What I’ve learned: it’s hard moving with a 2 1/2 year old! Hopefully, we’ll stay put for a little while… at least long enough to figure out if Temecula is the place for us.
The people in our family who have decided that Temecula is their beloved home and THE best place they’ve ever lived, are Gabe and Zoe. They love it here. In fact, Zoe asks me regularly, if we “can please stay in ‘Mecula forever?”! Gabe’s made lots of friends and has freedom here that he didn’t have in San Diego (our La mesa neighborhood was a little questionable). His friends come over a lot, so I thought it was finally time to get his room together and make it something he could be proud of. We worked hard and Gabe loves it.
Gabe has many interests, so we had a lot to pull together in a very small space (about 10 1/2’x 11 1/2′). His main love in life is baseball, followed closely by soccer, and Star Wars… so, these 3 things make up the theme of his room. How do you pull all this together and build an awesome canopy from scratch (for next to nothing)? I’m here to show you… let’s start from the beginning!
Ok, so this is not the ABSOLUTE beginning- I wish I had a picture of the before before, but I always forget to take those. In this shot, the room had actually been cleaned up a lot, and we had thrown out about 1/3 of what was in there. I had already organized the right-hand bank of built-ins, and had removed the giant pile of junk below them. It was a mess. For a long time. Come to think of it, I’m kinda glad I don’t have a picture to commemorate what I forced my 10 year old to live in for the past 6 months! Now, Gabe has a comfy, cozy, warm space to call his own! He was very patient.

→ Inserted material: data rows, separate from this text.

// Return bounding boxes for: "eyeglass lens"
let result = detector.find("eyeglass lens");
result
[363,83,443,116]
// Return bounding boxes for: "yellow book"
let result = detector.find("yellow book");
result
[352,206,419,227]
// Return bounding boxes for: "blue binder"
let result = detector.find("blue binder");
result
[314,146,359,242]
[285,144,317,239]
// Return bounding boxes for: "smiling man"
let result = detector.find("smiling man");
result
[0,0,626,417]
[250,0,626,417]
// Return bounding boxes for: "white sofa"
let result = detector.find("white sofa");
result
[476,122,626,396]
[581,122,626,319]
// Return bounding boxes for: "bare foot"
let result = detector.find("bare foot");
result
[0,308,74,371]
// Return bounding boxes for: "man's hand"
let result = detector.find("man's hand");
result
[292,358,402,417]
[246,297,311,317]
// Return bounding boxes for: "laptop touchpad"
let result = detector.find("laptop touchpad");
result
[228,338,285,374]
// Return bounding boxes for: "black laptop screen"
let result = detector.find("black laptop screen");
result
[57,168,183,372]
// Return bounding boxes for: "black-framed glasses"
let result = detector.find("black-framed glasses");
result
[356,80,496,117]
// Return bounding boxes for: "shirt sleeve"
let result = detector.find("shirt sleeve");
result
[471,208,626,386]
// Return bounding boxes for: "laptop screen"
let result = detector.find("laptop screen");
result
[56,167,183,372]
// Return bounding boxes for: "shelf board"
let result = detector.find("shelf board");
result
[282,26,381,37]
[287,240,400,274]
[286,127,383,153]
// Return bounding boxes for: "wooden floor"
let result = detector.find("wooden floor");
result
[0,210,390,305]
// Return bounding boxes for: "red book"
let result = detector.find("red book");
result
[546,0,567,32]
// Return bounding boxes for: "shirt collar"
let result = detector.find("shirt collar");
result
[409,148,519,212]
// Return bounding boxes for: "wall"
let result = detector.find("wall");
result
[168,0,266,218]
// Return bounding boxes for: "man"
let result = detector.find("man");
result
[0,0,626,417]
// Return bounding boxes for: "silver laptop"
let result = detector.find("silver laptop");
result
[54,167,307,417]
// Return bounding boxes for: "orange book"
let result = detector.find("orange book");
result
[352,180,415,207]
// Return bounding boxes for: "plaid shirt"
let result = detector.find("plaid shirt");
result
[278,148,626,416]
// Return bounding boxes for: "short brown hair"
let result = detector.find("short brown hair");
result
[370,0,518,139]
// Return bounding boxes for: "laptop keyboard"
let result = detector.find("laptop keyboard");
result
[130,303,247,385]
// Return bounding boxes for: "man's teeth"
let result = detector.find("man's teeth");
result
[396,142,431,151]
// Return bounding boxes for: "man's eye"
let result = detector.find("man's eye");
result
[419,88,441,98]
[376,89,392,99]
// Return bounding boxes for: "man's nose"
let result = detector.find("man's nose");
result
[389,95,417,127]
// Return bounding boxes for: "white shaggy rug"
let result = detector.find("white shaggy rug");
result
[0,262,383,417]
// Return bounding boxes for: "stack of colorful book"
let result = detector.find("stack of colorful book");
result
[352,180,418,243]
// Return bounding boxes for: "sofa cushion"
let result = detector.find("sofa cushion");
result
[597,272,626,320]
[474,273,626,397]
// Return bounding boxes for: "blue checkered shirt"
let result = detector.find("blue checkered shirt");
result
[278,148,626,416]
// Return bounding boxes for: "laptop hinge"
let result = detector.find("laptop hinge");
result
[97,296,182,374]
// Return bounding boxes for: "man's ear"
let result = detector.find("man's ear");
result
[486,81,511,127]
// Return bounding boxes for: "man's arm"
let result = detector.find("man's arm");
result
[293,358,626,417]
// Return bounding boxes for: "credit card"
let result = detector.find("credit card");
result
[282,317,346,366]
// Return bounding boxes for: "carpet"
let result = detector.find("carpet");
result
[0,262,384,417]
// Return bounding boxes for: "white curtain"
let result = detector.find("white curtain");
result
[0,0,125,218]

My first objective was getting the built-ins into some kind of respectable order. Gabe had a lot of little things that needed to be organized, as well as many books, games, etc. In our last house, his room was even smaller with less storage and we had no extra closets in the house. So… all his books and games were taking up his closet where his clothes should’ve been, and we had a ton of stuff under his bed. The built-ins here, house everything that was under his bed and in his closet, as well as all his trophies and awards that were squished into one tiny shelving unit, in his last room. I LOVE the built-ins, because now we have a small closet dedicated to clothes, and a clean, clear space under the bed. Also, and more importantly, Gabe has a space dedicated to the many accolades he’s worked so hard to achieve- the little guy deserves it!
The built-ins are a little busy, because we have books, games, trophies, and other things, but they’re well-organized… and if there’s a place where going a little crazy is allowed, it’s a kid’s bedroom! I lined them with contact paper from Target (easily removable when we leave our rental) and voila!

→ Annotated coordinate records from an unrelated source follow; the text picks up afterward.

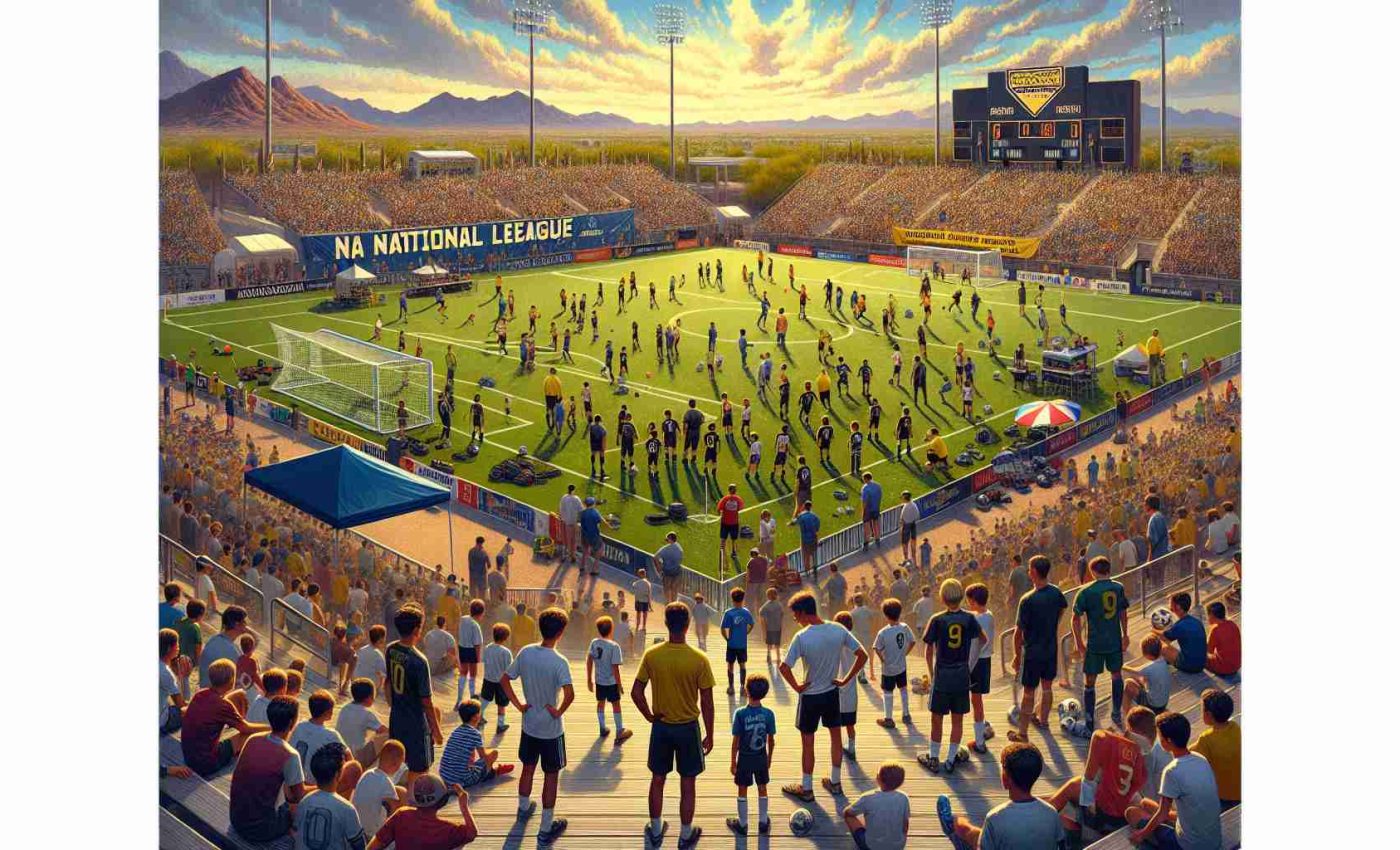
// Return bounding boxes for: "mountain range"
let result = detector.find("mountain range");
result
[160,50,1240,134]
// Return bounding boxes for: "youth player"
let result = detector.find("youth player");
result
[875,599,914,730]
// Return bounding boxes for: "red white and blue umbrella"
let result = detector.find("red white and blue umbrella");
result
[1016,399,1079,429]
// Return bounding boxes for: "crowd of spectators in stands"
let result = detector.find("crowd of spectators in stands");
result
[160,171,224,266]
[1162,175,1242,280]
[1039,172,1207,266]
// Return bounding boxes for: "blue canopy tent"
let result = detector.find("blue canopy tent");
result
[244,445,455,567]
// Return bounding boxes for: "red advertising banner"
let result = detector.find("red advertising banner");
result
[574,245,612,263]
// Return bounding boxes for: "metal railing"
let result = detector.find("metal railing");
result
[158,535,266,626]
[267,599,336,682]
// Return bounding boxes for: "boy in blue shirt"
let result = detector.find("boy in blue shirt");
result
[725,674,778,835]
[720,587,753,695]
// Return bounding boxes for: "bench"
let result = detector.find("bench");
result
[1085,805,1245,850]
[161,735,295,850]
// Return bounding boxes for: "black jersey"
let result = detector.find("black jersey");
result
[924,611,986,692]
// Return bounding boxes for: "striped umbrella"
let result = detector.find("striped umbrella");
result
[1016,399,1079,429]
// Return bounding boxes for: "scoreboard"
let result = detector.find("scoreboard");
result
[953,66,1142,168]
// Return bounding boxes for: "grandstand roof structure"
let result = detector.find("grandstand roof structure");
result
[244,445,452,528]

Adding some lighting or art to bookshelves, can shift the focus from the busi-ness of all the books and games to a bright focal point, like the blue stars, below. I bought them at IKEA when Gabe was little, and removed the plug-in light fixture that they came with. I replaced them with puck lights from Target. I like the effect so much more than the ugly white cord that was hanging out of them before. The other benefit being, that you can stick them anywhere and not worry about outlet availability. Here’s the left-side bank of shelves glowing at night. It’s a pretty effect and definitely diverts your attention away from all the “stuff”:
After I organized the shelves, I created a cap wall (per Gabe’s request) for his many baseball caps and a reading nook (Blue Bucket Chair- Target: $24.99). I lined 2 IKEA coffee tables ($25 each) with 8 wicker baskets (bought at WalMart for $7 each, years ago) to hold random electronics and toys. Furry shag rugs were purchased at Target and Home Goods for $10- $15, and I bought the baseball foot stool at Home Goods for $14.99:
A cute baseball laundry basket from Home Goods for $13.00:
…and an Angels flag that we hung on a stained dowel and twine:
A giant Christiano Ronaldo plastic poster with a DIY’d balsa wood frame hangs above his bed, as inspiration for our upcoming Soccer Season:
…and a hanging “GABE” DIY, I made a couple of years ago. I painted the letters, added hooks and hung it up. It used to have Star Wars characters all over it. Now, we’re working on adding baseball figures to it. Once you’ve got your figure in place, just hot glue it to the letter, and you’ve got a unique way to display your child’s name:
Now… onto the Piece de Resistance! The Baseball Canopy. This DIY is a bit time-consuming, but not difficult. It’s doable if you have a day, and all your tools and supplies ready. If your going to stain your dowels, which I recommend, you should do that before-hand to allow for dry time.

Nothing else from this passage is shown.